Work Text:
You wouldn’t think a man like Jonathan Sims would be good with children. “He’s just so….stuffy,” Tim confides one day, leaning close to Martin as if it was some big secret, behind the gazebo in the woods where the camp counsellors go to smoke and sometimes fuck. “You’d think he’d scare them right off.” Sasha seemed to agree, the one day she and Martin had a shared day off and got solidly plastered. In fact, every member of the staff seemed to acknowledge the fact that Jonathan Sims just shouldn’t be likeable. All except Martin, of course.
He disagreed with it privately. Jon, who was recently promoted to the head of the fine arts cabin (and who by general consensus wasn’t handling the change well) did have a sort of repellant air to him. That air was, however, seemingly reserved only for people over the age of eighteen. Anyone under was able to barge right through it, generally unaware of the unlikeliness of such an occasion.
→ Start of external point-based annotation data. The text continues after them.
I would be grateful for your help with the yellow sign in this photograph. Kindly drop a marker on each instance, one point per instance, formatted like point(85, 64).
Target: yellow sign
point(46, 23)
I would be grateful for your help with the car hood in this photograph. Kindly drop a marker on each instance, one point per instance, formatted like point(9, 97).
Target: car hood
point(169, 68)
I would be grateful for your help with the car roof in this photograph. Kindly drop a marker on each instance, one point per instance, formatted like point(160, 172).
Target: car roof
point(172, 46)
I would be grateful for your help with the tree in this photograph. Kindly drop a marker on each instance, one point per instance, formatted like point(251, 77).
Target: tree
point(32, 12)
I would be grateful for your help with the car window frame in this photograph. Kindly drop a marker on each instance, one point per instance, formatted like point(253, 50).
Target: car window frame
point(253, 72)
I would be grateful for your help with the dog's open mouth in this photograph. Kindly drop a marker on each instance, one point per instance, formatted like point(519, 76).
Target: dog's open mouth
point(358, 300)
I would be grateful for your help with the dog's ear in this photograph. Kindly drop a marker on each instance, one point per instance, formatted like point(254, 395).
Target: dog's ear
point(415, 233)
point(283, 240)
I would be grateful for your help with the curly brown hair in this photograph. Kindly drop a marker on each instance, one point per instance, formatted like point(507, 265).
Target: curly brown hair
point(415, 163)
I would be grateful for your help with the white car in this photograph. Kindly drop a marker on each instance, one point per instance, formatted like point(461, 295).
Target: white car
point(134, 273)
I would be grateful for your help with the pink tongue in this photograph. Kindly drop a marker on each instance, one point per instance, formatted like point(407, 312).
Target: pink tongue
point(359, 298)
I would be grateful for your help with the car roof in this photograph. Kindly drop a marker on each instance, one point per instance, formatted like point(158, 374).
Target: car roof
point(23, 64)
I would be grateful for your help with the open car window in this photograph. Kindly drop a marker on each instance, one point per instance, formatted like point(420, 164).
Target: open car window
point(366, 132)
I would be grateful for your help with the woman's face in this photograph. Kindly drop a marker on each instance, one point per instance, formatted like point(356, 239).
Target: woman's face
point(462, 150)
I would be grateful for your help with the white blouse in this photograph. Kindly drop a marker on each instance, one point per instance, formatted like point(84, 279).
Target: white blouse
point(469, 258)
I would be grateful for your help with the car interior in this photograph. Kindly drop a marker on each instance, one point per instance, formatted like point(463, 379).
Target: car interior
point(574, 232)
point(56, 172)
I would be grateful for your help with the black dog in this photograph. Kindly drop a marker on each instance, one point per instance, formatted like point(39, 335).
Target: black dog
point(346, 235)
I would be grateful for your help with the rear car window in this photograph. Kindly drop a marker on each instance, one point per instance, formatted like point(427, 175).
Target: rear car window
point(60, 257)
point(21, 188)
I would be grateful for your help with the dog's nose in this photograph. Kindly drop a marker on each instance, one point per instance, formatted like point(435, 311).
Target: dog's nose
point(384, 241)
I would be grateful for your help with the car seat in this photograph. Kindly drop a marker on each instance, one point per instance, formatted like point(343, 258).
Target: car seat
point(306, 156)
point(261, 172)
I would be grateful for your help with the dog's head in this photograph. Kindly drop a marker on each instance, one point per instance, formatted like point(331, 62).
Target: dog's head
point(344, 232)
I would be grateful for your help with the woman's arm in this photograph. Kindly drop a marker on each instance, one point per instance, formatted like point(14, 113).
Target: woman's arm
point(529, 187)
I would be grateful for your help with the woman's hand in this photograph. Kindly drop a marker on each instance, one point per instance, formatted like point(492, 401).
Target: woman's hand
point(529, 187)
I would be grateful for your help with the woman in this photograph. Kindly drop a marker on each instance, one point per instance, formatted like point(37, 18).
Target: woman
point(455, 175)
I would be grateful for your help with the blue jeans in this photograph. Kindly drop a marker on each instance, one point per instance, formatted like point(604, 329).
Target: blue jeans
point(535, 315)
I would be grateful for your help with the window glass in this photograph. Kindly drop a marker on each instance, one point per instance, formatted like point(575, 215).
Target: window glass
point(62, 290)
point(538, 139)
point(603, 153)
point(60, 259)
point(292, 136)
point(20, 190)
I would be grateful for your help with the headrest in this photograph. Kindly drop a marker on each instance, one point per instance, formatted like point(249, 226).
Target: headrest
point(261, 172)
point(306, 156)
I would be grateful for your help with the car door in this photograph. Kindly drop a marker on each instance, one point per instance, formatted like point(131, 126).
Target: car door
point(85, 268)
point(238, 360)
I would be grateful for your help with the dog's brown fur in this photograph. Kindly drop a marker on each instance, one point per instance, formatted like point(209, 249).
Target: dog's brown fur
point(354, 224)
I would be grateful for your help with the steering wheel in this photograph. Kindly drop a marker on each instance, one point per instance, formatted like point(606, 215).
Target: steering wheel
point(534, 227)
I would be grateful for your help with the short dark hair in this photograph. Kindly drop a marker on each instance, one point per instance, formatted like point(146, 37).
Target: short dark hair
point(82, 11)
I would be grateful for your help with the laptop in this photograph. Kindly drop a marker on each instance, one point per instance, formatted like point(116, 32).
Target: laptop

An unlikeliness that statistically wasn’t rare at all, considering some 12 to 40 children pestered him with questions every day for the four weeks that the camp ran.
“What’s that?” a child, small and solemn-faced and genuine, points at the canvas Jon’s currently bent over (not that Martin is watching Jon. He’s very focused on doing his job.)
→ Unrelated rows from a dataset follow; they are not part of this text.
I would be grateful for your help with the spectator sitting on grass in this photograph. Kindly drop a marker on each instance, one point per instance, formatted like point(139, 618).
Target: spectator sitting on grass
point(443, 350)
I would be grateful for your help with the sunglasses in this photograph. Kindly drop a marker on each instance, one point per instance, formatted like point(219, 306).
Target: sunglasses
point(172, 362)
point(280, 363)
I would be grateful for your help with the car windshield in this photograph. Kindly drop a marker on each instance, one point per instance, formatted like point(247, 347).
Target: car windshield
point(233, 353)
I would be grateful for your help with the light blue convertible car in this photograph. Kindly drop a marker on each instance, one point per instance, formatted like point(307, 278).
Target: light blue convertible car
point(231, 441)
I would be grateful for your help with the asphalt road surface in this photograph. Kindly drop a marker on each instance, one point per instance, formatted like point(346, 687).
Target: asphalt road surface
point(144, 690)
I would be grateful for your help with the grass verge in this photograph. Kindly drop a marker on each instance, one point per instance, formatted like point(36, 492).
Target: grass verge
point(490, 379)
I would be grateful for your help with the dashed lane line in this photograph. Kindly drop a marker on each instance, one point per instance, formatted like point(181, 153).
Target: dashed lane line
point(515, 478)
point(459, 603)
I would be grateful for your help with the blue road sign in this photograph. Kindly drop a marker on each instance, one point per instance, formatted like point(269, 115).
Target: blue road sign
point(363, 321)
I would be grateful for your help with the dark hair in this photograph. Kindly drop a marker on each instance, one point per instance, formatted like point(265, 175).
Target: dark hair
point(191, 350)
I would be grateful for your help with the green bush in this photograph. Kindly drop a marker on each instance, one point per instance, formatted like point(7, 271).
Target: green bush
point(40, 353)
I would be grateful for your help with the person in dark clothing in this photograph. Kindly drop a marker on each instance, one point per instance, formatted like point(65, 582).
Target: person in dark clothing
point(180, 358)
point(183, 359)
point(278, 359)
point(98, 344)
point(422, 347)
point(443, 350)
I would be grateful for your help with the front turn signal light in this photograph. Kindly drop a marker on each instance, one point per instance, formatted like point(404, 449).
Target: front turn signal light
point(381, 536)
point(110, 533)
“It’s a canvas,” he replies, voice slightly muffled by his position and the ambient noise of children doing art. “I’m stretching it.”
“Why?” The child asks, leaning over his shoulder to look. Martin, who had been half out of his seat and ready to subtly shoo the kid off if Jon hadn’t humoured her question, picks his pencil back up and peeks at them over an anatomy book.
“The canvas gets tight, here.” Jon sits up with his back to Martin and taps the side of the frame. “Because it’s on this, I can prop it up here and other people can use it without it rolling up or getting limp.”
“Oh.” The kid says. She pulls at a stray brown curl dangling in front of her face. “What’s it for?”
“A group project. We do a big mural on them every year. I’m sure you’ve seen the one of the dogs and the teapot.”
“Yeah,” the girl says. “It’s in the office.”
“That’s the one.” Jon goes back to the canvas. And then a boy at Martin’s table asks him for his good pencils, and he has to explain that one of the older kids had “borrowed” them without asking three days ago, and that they’re green and black, and if you see anybody with them come find me, okay? and when he looks back over Jon and the kid and the canvas are gone.